Perspective in Suffering

Rom 12:12-13 “Be joyful in hope, patient in affliction, faithful in prayer.  Share with God's people who are in need. Practice hospitality.”

A distinguishing characteristic of a Spirit filled Christian is that their daily lives reveal that they are strangers in a strange land and that they have a hope for a better future. Until that time they reflect a joy that comes from knowing that their future is secure. That is why among the fruit of the Holy Spirit are joy and longsuffering.

What does this mean? Are Christians supposed to walk around with a fake smile on their faces all day and pretend that everything is just rosy; of course not.  We experience pain and suffering just as much as the next guy. When I was back in college in the early seventies there was a teenage female Christian artist that just bugged me. All her songs were this sickly sweet “isn’t Jesus and life with Jesus just so wonderful and happy?” To be honest I wanted to slap that silly little grin right off her face. I know, I know, not very Christian of me, but the point is that our daily walk with Christ is often marked by pain and suffering. He didn’t ask us to deny ourselves and pick up our cross for nothing. He didn’t call us to a life of happiness; He called us to a life of service and sacrifice.

Joy on the other hand is not circumstantial. It is not dependent on things going our way. Happiness is dependent on the here and now while joy is focused on the promise of a better tomorrow. That is why in the New Testament our joy is tied to our hope and not to our circumstances.

In fact, as the verse continues it addresses our daily reality by saying that in our pain, in our affliction we have to be patient. God knows that when we are in pain, when we are in the midst of our suffering every minute seems like an eternity. There are people who suffer their entire lives. While in the scope of eternity, even a lifetime of suffering is short by comparison, this is little comfort to those who are experiencing pain. However, knowing that a pain free time is coming, a time filled with joy and happiness; that hope does help in enduring and persevering.

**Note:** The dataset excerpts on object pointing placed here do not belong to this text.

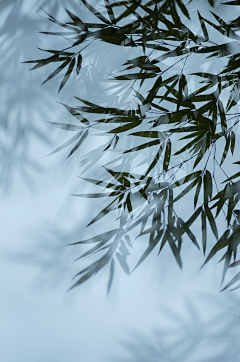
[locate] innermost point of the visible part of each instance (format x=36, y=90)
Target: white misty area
x=159, y=313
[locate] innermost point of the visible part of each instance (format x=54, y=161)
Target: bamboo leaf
x=167, y=156
x=67, y=75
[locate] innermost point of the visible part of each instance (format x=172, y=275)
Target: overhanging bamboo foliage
x=181, y=122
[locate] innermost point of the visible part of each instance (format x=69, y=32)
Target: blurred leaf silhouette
x=189, y=338
x=168, y=121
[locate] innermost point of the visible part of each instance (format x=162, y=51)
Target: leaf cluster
x=181, y=128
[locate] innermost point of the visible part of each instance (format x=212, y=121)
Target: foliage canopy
x=180, y=131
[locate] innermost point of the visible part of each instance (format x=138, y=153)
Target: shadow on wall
x=207, y=333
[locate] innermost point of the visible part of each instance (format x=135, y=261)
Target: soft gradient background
x=156, y=314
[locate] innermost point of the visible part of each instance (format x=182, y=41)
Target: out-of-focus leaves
x=189, y=122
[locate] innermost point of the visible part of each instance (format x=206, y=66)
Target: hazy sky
x=39, y=321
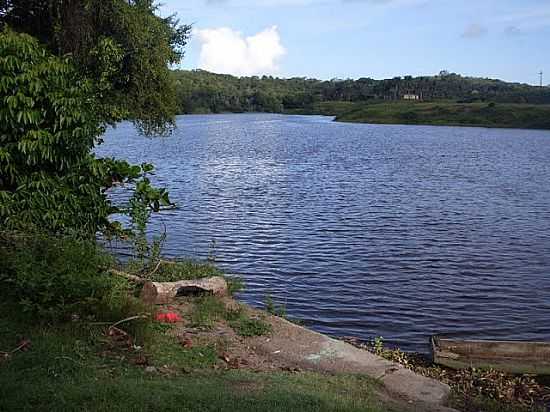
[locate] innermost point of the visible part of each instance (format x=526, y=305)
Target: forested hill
x=199, y=91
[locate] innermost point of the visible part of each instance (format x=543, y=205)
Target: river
x=364, y=230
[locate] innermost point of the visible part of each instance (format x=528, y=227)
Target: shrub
x=49, y=124
x=55, y=278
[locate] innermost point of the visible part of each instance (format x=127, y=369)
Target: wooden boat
x=507, y=356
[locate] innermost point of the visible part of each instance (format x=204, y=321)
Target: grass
x=449, y=113
x=208, y=310
x=68, y=369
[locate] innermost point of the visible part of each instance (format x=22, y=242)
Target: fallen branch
x=114, y=325
x=128, y=276
x=23, y=345
x=155, y=269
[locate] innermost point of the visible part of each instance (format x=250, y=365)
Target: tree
x=122, y=45
x=49, y=123
x=82, y=66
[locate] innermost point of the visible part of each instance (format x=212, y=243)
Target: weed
x=207, y=310
x=273, y=309
x=248, y=327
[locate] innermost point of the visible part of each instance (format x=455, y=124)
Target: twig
x=155, y=269
x=114, y=325
x=23, y=345
x=128, y=276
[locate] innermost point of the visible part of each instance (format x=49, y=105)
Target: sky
x=325, y=39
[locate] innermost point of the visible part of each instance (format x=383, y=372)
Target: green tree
x=49, y=124
x=122, y=45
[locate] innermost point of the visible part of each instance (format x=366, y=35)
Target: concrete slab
x=313, y=351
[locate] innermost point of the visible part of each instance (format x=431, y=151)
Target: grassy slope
x=64, y=370
x=448, y=113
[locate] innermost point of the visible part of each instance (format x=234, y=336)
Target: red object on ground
x=170, y=317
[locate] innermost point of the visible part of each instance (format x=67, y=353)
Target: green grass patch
x=449, y=113
x=246, y=326
x=207, y=310
x=64, y=370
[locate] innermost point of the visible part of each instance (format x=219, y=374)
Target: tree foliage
x=199, y=91
x=49, y=124
x=122, y=45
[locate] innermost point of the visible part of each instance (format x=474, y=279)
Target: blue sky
x=506, y=39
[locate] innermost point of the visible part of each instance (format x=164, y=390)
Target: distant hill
x=199, y=91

Faithfulness in prayer keeps the lanes of communication with the Father open. He is faithful to answer our prayers and that keeps us going.  It is a lot easier to move in the darkness when you see a glimmer of light at the end of the tunnel.  There may still be a long ways to go, but that light fills us with hope and helps us to endure our present darkness.

Finally, we are called to serve and be hospitable to those in need. It is no coincidence that the Apostle Paul put these sentences in this particular order. While we focus on our own suffering the pain seems almost intolerable, but when we help alleviate someone else’s pain we tend to forget about our own.  There is an old saying “I used to complain about having no shoes until I met a man with no feet.” When I pray with people I always tell them that I will not pray with them for the same thing more than a couple of times unless they go and pray for someone else. We tend to do what I call “navel gazing”. Our eyes are downward looking at ourselves. We focus on our own problems and fail to see the bigger picture. When we serve others and pray for them we get a different perspective. Our eyes are now looking outward and then upward.  Things look a lot different that way.

I still remember a passage from Corrie Ten Boom’s The Hiding Place which takes place in a Nazi Concentration Camp after she and her sister were arresting for sheltering Jewish families. They were suffering untold miseries at the hands of the Nazi’s and every day things seemed to go from bad to worse. The anger in Corrie was growing and the straw that broke the camel’s back was when the barracks suffered a lice infestation. Corrie was angry at God that on top of everything else now they had to endure the constant itching and scratching because of the lice. Her sister Betsy took her aside and patiently put things in a different light. She told her that rather than a curse, the lice were actually a blessing from the Lord. Corrie thought she might explode at the thought of considering lice a blessing. Betsy went on to explain that since the infestation started the guards no longer came into the barracks for fear of catching the lice. As a result, inside the barracks, they were free to worship God and not be assaulted by the guards. Thanks to the lice the barracks had now become their sanctuary from the Nazis.

The lice still bite and the pain is real. The sores that come from scratching are as real as they are painful. However, it is easier to endure them when God can show us the bigger picture that includes His mercy and love.